Exponential Moving Averages (EMA)

What is an EMA?

The Exponential Moving Average (EMA) is a technical indicator that shows how the price of an asset or security changes over a certain period of time. The indicator places a greater weight and significance on the most recent data points compared to the simple moving average. The aim of all moving averages is to establish the direction in which the price of a security is moving based on past prices. Thus, exponential moving averages are lag indicators. They are not predictive of future prices, and they simply highlight the trend that is being followed by the asset price.

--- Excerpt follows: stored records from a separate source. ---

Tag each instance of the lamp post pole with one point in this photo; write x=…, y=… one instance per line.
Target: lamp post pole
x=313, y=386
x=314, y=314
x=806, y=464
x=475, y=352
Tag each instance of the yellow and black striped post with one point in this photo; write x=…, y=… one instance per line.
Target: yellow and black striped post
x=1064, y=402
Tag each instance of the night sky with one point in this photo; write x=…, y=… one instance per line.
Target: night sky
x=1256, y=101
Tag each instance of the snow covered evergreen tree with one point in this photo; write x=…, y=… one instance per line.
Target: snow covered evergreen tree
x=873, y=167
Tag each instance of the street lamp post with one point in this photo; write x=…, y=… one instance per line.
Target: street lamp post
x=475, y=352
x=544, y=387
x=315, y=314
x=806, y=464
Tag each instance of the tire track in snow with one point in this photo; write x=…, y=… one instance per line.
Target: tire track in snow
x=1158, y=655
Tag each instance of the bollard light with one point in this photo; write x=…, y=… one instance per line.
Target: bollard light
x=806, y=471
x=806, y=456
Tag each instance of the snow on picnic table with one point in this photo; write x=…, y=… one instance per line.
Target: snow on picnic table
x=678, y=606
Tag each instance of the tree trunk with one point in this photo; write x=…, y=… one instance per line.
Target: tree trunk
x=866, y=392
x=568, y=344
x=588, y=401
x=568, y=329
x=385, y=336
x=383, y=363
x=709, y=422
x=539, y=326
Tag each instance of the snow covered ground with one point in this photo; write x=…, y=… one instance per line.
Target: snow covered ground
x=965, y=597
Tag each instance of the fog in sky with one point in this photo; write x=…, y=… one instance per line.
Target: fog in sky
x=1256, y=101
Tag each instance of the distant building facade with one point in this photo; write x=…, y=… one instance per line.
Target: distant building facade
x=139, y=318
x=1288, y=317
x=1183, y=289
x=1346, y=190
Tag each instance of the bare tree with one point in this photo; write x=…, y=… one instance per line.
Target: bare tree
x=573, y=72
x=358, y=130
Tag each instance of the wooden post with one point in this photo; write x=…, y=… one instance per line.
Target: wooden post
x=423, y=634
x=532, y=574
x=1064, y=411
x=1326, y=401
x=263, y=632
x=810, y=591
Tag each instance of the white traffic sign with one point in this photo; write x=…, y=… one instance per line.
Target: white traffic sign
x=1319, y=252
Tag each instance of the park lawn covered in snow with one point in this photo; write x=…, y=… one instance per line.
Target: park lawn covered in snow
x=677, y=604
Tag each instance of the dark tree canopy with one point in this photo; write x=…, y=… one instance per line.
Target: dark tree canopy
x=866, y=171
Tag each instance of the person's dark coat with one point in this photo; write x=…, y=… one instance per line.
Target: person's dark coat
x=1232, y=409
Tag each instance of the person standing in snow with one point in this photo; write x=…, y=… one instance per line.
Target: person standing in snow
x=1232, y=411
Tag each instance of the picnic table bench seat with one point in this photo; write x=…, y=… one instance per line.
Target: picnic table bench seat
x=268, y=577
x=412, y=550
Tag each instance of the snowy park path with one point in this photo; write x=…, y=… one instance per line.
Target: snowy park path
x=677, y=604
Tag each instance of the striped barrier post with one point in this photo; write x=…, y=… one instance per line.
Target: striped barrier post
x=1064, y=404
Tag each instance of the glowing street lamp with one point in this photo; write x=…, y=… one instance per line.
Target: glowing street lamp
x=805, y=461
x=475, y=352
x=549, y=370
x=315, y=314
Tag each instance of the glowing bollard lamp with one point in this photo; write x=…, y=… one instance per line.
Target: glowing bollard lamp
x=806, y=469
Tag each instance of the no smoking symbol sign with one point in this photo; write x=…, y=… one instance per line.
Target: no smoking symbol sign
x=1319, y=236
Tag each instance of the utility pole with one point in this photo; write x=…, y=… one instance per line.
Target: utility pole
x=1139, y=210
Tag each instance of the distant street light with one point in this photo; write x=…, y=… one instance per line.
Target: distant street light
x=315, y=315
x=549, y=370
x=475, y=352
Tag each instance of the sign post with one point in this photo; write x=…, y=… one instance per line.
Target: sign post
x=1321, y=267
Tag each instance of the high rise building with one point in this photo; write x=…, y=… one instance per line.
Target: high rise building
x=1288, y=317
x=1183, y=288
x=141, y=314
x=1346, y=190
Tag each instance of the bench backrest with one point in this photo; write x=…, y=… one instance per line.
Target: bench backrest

Exponential moving average trading strategies

  • When the EMA is moving up, the trend is up. If the EMA is moving down, the trend is down. A EMA200 (200-day EMA) is a common proxy for the long-term trend. EMA50 (50-day EMA) is typically used to gauge the intermediate trend. 
  • Price crossing EMA is often used to trigger trading signals. When prices cross above the EMA, you might want to go long or cover short; when they cross below the EMA, you might want to go short or exit long.
  • EMA crossing is another common trading signal. When a short period EMA crosses above a long period EMA, you may want to go long. You may want to go short when the short-term EMA crosses back below the long-term EMA.

In general, we can use the same rules that apply to SMA when interpreting EMA. Keep in mind that EMA is generally more sensitive to price movement. However, this can be a double-edged sword. On one side, it can help you identify trends earlier than an SMA would. On the flip side, the EMA will probably experience more short-term changes than a corresponding SMA.